- Starbucks is planning a round of layoffs beginning with the executive level of its Seattle headquarters, The Seattle Times reported.
- The news was delivered to employees via an internal memo penned by CEO Kevin Johnson and obtained by The Seattle Times. Sent under the subject line, "Building our future together," Johnson stated that period between next week and mid-November, "there will be leadership shifts and non-retail partner impacts as we evolve the direction of teams across the organization in size, scope and goals." A separate portion of the memo cited by Bloomberg told employees that, in order to boost innovation, "we are going to make some significant changes to how we work as leaders in all areas of the company."
- A Starbucks spokesperson told The Seattle Times that the reshuffling will include job losses and other shifts, but that a total number had not been determined. The spokesperson added that the company will begin the process by evaluating roles at the vice president and senior vice president levels. The Seattle Times said the reviews are not expected to affect employees in the company's stores.
It's perhaps the first overhaul of Starbucks' corporate leadership since Johnson took over for former longtime CEO Howard Schultz in 2017. Starbucks has announced a slew of personnel-related updates in the past year, including new sick-time benefits, expansion of parental leave and a pilot program allowing employees to split work hours between its stores and volunteer organizations. Due to the impact that executive leadership has on cultural initiatives, it's likely that Starbucks' organizational re-structuring will be closely watched by members of the HR industry moving forward.
One of the media-defining events for the coffee chain this year included an incident at one of its Philadelphia stores in which a store manager called the police on two black men in her store who were later arrested.
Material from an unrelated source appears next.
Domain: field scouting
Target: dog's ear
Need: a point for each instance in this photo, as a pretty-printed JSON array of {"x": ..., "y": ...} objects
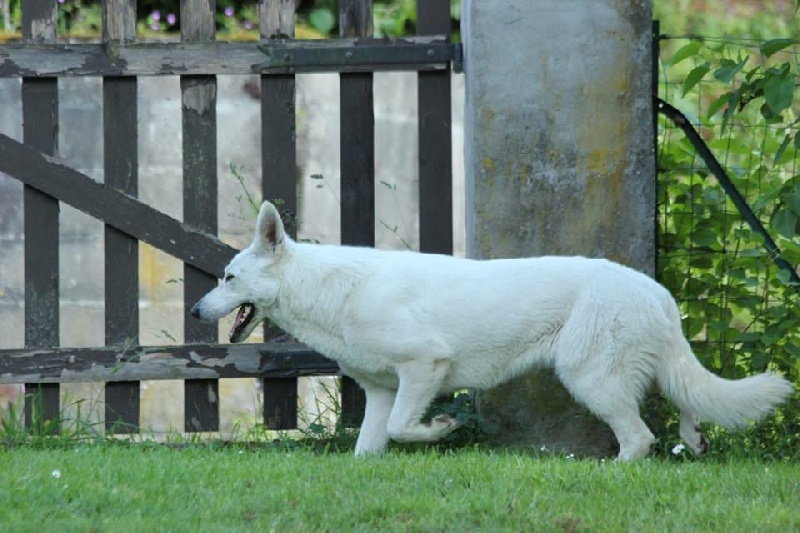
[{"x": 269, "y": 228}]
In the ensuing fallout, the company decided to close all of its stores for a day of racial bias training.
The information that has been made publicly known about that day of training details what may be one of the more significant HR industry events of 2018. Starbucks said it moved 23,000 tablets pre-downloaded with e-learning content in preparation for the training, and a preview offered by the company revealed collaborations with leaders from the Equal Justice Initiative and the NAACP Legal Defense and Education Fund, among others. Schultz reportedly asked racial justice leaders to weigh in on the training's message, methods and overall goals, with the result being a report that was released to the public. The training did not satisfy all employees, however, including some Canadian workers who felt the U.S.-based curriculum did not address the country's experiences with indigenous people.
But many considered Starbucks' response to the controversy an example of "true leadership" — particularly relevant as more companies face serious examination over their diversity and inclusion policies for both employees and customers.